Агафья Спиридоновна подняла седую голову:
— Где же это, ирод, видано, чтобы мать своих сыновей предавала? Будь ты и твое потомство во веки веков проклято!
— Пороть старую волчицу!
Бабы заголосили. Из толпы выбежала Галя. Илья Шкаев схватил ее за руку. Она ударила его наотмашь по щеке и, бросившись на колени перед Жуковым, вскинула руки.
— Николай Селиверстович, пощадите тетю Агашу. Смилостивитесь, ради бога!..
— Скажи, где Сафрон? Где Тихон?
Галя закусила губу.
— Не знаю.
— То-то. А она, ведьма эта, знает…
К вечеру истерзанная старая женщина умерла.
Расправа над беззащитными крестьянами продолжалась до темноты.
ГЛАВА 3
В войну втягивались города, села, глухие таежные селения.
Фронт раскинулся на тысячи верст от Иркутска до Никольска-Уссурийска.
Под натиском белогвардейцев и интервентов, отстреливаясь и непрерывно контратакуя противника, моряки, красногвардейцы и рабочие дружины под командованием Шадрина откатывались к Никольску-Уссурийску.
Не доходя до города, Шадрин приказал занять оборону и укрепиться.
Со стороны Маньчжурии тянуло жаром. Ветер нес раскаленный песок. В желтоватой мгле меркло солнце.
Командующий фронтом и член военного совета Дубровин возвращались со строительства оборонительных сооружений.
— Ну и пекло! — входя в штабной вагон, сказал Шадрин, расстегивая ворот солдатской гимнастерки. — Пойдем, военком, водицей окатимся.
Шадрин взялся было за ведро, но у вагона послышался шум. Вошел дежурный.
— Товарищ командующий, к вам делегация от рабочих.
В вагон вошла группа рабочих. По их виду Шадрин определил — кожевники: от одежды пахло юфтью и спиртовой краской, руки изъедены дубильной кислотой. Впереди стоял русобородый мужчина в кожаной тужурке, перекрещенный ремнями.
— Здравия желаю, товарищ командующий! — козыряя, отрапортовал он.
— Садитесь, товарищи, — пригласил Шадрин и обратился к мужчине в кожаной
— Так точно, в порту.
— О-о, товарищ Ожогин!.. Здравствуй, дорогой, здравствуй! Борода тебя изменила. Не признаешь… Вот и встретились.

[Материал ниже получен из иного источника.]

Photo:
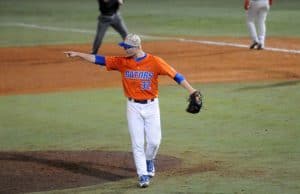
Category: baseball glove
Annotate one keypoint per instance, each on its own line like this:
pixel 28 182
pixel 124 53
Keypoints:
pixel 195 102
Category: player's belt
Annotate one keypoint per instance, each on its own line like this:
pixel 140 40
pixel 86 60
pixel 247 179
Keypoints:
pixel 141 101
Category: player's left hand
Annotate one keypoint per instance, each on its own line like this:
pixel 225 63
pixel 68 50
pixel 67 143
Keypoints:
pixel 195 102
pixel 70 54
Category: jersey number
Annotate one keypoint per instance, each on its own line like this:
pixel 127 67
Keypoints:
pixel 146 85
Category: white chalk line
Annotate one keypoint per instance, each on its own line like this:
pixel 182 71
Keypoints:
pixel 84 31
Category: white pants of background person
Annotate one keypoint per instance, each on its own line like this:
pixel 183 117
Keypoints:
pixel 144 124
pixel 256 18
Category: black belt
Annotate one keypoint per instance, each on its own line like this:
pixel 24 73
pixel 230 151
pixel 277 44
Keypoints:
pixel 141 101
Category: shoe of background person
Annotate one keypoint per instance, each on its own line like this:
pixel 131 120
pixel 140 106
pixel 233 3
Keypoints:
pixel 253 45
pixel 260 47
pixel 144 181
pixel 150 168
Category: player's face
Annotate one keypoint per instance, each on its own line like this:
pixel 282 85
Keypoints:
pixel 130 52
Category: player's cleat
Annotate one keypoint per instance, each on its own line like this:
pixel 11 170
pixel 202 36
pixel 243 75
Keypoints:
pixel 150 168
pixel 260 47
pixel 144 181
pixel 253 45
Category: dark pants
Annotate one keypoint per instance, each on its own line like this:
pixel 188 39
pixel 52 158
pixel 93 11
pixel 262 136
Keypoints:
pixel 104 22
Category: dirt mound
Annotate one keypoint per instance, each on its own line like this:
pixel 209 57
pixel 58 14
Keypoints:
pixel 46 69
pixel 43 171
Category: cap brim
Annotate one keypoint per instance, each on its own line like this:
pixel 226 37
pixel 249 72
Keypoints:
pixel 123 44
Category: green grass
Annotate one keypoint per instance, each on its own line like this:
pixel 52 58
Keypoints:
pixel 248 128
pixel 156 17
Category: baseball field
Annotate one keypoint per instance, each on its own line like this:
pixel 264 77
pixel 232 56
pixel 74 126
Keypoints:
pixel 63 125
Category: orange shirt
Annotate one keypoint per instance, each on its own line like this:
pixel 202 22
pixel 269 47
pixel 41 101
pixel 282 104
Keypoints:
pixel 140 78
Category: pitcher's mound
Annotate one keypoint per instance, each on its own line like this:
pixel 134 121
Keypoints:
pixel 43 171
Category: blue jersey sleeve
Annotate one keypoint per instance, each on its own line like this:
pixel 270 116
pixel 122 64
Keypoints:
pixel 100 60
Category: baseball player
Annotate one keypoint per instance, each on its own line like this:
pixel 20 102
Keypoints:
pixel 257 11
pixel 109 16
pixel 140 71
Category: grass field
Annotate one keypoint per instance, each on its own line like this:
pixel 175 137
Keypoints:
pixel 33 22
pixel 251 128
pixel 261 135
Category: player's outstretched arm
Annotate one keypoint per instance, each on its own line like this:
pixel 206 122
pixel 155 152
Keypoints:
pixel 187 86
pixel 85 56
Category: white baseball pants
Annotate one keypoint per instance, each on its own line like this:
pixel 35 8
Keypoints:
pixel 256 17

Знакомьтесь — военный комиссар фронта.
Тихон щелкнул каблуками. Дубровин пожал ему руку.
— Значит, нашего полку прибыло.
— Так точно. Полторы тысячи штыков и сто сорок сабель.

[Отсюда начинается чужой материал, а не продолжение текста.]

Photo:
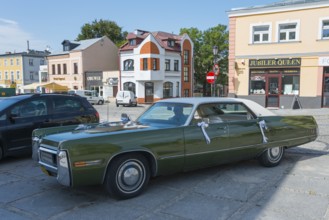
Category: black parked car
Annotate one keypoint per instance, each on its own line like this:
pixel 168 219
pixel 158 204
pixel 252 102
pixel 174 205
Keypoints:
pixel 20 115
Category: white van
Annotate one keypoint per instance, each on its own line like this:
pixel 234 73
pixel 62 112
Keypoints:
pixel 126 98
pixel 90 95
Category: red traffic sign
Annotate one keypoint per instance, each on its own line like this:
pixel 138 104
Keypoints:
pixel 211 77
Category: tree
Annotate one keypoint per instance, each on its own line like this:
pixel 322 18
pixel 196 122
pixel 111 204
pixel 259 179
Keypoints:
pixel 204 58
pixel 103 28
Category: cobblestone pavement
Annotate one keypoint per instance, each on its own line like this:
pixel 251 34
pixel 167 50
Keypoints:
pixel 296 189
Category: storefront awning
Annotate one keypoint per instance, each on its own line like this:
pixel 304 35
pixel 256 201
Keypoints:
pixel 53 87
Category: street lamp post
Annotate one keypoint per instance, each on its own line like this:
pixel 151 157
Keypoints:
pixel 215 52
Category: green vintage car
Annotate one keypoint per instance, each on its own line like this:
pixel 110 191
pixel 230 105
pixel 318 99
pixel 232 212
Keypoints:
pixel 172 135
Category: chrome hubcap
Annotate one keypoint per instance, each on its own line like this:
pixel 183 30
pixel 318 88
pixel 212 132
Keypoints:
pixel 275 152
pixel 130 176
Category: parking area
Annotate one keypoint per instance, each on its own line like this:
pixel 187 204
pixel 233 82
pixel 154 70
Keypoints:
pixel 296 189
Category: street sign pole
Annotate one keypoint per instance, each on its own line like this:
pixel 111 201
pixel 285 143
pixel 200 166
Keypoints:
pixel 211 78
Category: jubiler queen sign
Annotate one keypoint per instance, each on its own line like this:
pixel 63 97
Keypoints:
pixel 280 62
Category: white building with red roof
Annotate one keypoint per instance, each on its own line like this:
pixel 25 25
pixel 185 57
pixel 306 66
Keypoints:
pixel 156 65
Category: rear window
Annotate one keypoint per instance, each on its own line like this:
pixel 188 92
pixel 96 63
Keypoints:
pixel 5 102
pixel 67 104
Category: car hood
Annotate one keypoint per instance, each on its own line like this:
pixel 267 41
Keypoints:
pixel 96 131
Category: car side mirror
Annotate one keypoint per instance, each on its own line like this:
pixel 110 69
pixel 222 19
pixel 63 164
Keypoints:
pixel 205 120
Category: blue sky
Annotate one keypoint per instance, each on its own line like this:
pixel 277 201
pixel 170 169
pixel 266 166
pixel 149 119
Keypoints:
pixel 48 23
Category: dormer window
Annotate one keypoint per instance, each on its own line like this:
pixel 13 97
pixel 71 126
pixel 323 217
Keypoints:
pixel 171 43
pixel 66 47
pixel 128 64
pixel 132 42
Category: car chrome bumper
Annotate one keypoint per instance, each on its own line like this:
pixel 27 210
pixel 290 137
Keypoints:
pixel 55 164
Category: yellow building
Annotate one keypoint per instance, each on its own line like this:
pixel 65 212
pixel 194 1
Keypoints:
pixel 11 69
pixel 20 69
pixel 279 54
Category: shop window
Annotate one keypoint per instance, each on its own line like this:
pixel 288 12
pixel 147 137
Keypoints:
pixel 129 86
pixel 288 32
pixel 261 34
pixel 176 64
pixel 132 42
pixel 75 68
pixel 168 90
pixel 167 64
pixel 290 85
pixel 186 92
pixel 257 84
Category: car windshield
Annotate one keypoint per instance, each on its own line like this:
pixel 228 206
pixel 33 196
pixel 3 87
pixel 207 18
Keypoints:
pixel 5 102
pixel 166 113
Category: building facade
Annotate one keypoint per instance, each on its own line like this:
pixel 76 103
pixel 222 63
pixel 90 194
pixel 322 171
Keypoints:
pixel 20 69
pixel 81 64
pixel 279 54
pixel 156 65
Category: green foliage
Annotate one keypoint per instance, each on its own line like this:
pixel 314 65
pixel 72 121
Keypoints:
pixel 103 28
pixel 204 58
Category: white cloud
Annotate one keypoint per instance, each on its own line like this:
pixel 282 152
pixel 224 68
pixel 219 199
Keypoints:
pixel 14 39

— Ого, целая бригада! Так и запишем. Каков состав?
— Около тысячи горняков с Сучана, остальные крестьяне. Шахтеры пристали ко мне в Тигровом логу, пришлось взять под свое начало. Сами просились…
— А ты, комбриг, не сумел отказать, — пошутил повеселевший Шадрин. — Правильно действуешь, Тихон. Тебе, кажется, рекомендацию в партию Суханов давал?
— Так точно!
Дубровин присматривался к вновь прибывшему командиру. Его лицо внушало доверие. Был он немногословен, резковат.
— В Никольске паника, — скупо докладывал Тихон. — Беляки обнаглели. Пришлось кое-кого расстрелять.
Шадрин вскинул голову, его глаза посуровели.
— Собственной властью?
— Создал военный трибунал из местных коммунистов, судили.
— Так…
— Иначе нельзя. В отряде сто сорок коммунистов…
Шадрин с Дубровиным переглянулись.
— Совет был не надежен: половина меньшевиков, — короткими рублеными фразами продолжал Тихон. — Пришлось перетряхнуть. Кое-кто обижается. Всю полноту власти передали военно-революционному штабу.
— А депутаты Совета как отнеслись к этому?
— Большевики и сочувствующие поддержали. Анархисты и меньшевики пытались сделать переворот, да мы их… — Тихон надавил ногтем большого пальца на стол.
— Понятно, продолжайте.
— У меня, товарищ командующий, все. Вот у председателя ревкома кое-что есть.
С дивана встал худой, узкоплечий человек — председатель Никольско-Уссурийского ревкома.
— Вопросов много, товарищ командующий, а вот главное… Жители нас припирают. Неудачную, мол, позицию командование избрало. Народ недоволен, прямо говорят: все равно отступать будут, а город сожгут. В народе появилось такое соображение, не лучше ли бой дать под Спасском.
Шадрин нахмурился.
— Выходит, своя рубашка ближе к телу?
— У нас другие соображения, — твердо продолжал председатель ревкома. — Дайте бой за городом, чтобы не подвергать артиллерийскому обстрелу жителей. Сил у вас сейчас мало: один, наверное, штык против десяти. Город сметут с лица земли. Доверие у народа потеряете…
Шадрин подошел к окну. Вдали за первой линией окопов дымили бронепоезда противника.
— Обнаглеют, если Никольск-Уссурийск без боя сдать, — заметил Дубровин.